[英]“to_tsquery” on tsvector yields different results when using “simple” and “english”?
I've been enlisted to help on a project and I'm diving back into PostgreSQL after not working with it for several years. 我已经被邀请参与一个项目的帮助,并且在几年没有使用它之后我又回到了PostgreSQL。 Lack of use aside, I've never run into using tsvector fields before and now find myself facing a bug based on them. 除了缺乏使用之外,我以前从未遇到使用tsvector字段,现在发现自己面临着基于它们的错误。 I read the documentation on the field type and it's purpose, but I'm having a hard time digging up documentation on how 'simple' differs from 'english' as the first parameter to to_tsquery() 我阅读了关于字段类型及其目的的文档,但是我很难将关于“简单”与“英语”的区别的文档作为to_tsquery()的第一个参数进行挖掘
Example 例
> SELECT to_tsvector('mortgag') @@ to_tsquery('simple', 'mortgage')
?column?
----------
f
(1 row)
> SELECT to_tsvector('mortgag') @@ to_tsquery('english', 'mortgage')
?column?
----------
t
(1 row)
I would think they should both return true, but obviously the first does not - why? 我认为他们都应该回归真实,但显然第一次没有 - 为什么?

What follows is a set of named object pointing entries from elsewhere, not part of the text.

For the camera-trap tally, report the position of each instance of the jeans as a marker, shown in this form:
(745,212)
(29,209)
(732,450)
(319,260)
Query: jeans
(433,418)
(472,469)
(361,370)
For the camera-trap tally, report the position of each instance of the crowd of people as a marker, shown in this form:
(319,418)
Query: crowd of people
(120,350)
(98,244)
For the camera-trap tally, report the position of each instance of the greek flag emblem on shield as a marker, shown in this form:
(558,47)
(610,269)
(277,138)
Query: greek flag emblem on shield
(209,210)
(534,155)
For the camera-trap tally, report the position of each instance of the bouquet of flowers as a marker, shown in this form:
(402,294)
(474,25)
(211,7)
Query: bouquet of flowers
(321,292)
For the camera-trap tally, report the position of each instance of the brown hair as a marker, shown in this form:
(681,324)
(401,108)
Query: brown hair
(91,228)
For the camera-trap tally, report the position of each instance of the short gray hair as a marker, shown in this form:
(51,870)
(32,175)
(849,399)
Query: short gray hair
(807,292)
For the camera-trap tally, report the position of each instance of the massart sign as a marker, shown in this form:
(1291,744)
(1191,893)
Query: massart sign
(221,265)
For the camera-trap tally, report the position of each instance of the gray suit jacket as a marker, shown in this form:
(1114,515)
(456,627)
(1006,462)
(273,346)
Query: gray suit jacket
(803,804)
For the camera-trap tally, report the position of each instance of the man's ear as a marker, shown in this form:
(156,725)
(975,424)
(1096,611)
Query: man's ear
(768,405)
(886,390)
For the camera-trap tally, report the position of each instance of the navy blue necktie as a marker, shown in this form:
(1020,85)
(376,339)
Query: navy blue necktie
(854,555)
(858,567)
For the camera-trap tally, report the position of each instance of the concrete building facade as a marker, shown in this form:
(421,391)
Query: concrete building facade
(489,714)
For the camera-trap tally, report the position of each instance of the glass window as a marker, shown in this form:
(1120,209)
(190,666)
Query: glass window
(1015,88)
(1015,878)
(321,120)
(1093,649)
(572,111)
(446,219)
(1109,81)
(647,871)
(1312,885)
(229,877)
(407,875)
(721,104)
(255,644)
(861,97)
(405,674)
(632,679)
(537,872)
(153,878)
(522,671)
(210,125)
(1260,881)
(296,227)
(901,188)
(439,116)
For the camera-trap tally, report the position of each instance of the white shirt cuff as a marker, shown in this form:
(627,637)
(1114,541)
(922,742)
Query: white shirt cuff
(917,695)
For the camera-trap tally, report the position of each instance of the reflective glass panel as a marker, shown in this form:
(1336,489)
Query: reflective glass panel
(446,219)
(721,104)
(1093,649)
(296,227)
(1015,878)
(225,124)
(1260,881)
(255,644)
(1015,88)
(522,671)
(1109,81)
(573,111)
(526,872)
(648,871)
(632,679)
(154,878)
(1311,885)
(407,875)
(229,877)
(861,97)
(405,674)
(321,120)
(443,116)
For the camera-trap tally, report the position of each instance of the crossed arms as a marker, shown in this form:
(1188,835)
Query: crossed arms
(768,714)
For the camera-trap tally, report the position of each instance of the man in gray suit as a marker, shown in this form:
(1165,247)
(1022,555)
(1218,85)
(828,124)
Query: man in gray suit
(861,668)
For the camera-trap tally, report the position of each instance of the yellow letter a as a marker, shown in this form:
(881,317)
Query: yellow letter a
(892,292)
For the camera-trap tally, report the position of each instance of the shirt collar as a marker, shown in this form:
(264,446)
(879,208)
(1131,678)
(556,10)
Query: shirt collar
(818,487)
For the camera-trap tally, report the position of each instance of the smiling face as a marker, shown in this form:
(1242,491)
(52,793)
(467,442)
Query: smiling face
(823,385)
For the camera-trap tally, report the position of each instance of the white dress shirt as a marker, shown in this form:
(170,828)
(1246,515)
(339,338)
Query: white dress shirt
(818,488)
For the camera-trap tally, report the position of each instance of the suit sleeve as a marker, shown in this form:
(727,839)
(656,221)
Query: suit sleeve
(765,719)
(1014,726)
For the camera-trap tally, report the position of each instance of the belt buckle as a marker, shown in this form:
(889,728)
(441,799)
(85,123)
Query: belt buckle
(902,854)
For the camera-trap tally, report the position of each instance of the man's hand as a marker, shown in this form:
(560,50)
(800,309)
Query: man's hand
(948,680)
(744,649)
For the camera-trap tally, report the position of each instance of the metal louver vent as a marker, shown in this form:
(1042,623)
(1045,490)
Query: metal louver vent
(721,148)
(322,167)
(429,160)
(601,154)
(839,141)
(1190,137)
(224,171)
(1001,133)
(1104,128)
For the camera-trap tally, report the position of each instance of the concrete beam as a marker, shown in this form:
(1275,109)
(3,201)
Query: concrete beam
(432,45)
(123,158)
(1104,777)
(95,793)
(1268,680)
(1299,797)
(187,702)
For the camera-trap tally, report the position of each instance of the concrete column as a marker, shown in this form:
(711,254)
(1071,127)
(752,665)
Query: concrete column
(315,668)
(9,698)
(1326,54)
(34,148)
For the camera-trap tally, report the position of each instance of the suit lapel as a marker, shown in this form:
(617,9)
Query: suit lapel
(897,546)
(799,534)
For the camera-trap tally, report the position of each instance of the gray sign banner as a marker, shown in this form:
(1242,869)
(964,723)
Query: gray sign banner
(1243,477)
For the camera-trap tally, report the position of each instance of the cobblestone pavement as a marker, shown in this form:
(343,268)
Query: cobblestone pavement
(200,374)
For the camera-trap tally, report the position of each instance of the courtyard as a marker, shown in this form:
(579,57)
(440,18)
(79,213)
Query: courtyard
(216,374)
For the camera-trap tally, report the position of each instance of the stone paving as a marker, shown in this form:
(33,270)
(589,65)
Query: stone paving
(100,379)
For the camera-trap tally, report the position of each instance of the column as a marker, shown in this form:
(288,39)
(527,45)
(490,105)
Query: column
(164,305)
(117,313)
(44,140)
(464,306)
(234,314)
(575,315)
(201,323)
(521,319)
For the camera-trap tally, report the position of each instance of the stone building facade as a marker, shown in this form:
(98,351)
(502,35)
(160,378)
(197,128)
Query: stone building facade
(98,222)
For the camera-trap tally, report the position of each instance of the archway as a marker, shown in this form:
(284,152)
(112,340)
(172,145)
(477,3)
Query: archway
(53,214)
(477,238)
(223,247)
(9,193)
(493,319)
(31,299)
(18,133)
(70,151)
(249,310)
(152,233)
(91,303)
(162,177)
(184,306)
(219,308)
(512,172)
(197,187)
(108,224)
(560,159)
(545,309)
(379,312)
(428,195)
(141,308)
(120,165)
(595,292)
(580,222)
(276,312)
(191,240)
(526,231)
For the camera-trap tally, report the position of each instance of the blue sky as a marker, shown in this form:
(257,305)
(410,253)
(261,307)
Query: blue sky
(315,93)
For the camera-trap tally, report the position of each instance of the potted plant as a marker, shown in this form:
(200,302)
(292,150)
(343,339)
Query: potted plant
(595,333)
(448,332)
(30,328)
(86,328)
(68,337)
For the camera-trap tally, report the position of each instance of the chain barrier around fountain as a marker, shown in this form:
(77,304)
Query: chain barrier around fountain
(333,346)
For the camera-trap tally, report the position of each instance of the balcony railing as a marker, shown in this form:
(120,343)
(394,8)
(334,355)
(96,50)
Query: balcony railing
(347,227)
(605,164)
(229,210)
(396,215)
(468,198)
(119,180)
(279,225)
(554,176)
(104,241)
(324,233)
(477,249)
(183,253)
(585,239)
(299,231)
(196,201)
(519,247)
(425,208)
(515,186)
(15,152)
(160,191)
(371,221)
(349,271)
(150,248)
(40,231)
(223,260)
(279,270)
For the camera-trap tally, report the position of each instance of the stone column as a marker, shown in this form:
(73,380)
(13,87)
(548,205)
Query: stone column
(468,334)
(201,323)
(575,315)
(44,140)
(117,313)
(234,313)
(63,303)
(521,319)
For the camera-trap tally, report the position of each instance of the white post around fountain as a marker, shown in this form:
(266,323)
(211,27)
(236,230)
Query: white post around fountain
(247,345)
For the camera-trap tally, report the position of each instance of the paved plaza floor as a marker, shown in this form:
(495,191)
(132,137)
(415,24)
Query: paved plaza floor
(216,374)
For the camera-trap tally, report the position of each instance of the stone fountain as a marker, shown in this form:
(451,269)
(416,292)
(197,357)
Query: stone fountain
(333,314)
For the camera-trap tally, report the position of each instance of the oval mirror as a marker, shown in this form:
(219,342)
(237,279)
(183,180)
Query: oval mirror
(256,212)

The FTS utilizes dictionaries to normalize the text: FTS利用词典来规范化文本:
12.6. 12.6。 Dictionaries 字典
Dictionaries are used to eliminate words that should not be considered in a search ( stop words ), and to normalize words so that different derived forms of the same word will match. 字典用于消除在搜索中不应考虑的单词 ( 停用单词 ),并对单词进行标准化 ,以使相同单词的不同派生形式匹配。 A successfully normalized word is called a lexeme . 成功标准化的单词称为lexeme 。
So dictionaries are used to throw out things that are too common or meaningless to consider in a search ( stop words ) and to normalize everything else so city and cities , for example, will match even though they're different words. 因此,字典被用来丢弃在搜索中停留的常见或无意义的东西( 停用词 )并将其他所有内容归一化,例如城市和城市即使它们是不同的词也会匹配。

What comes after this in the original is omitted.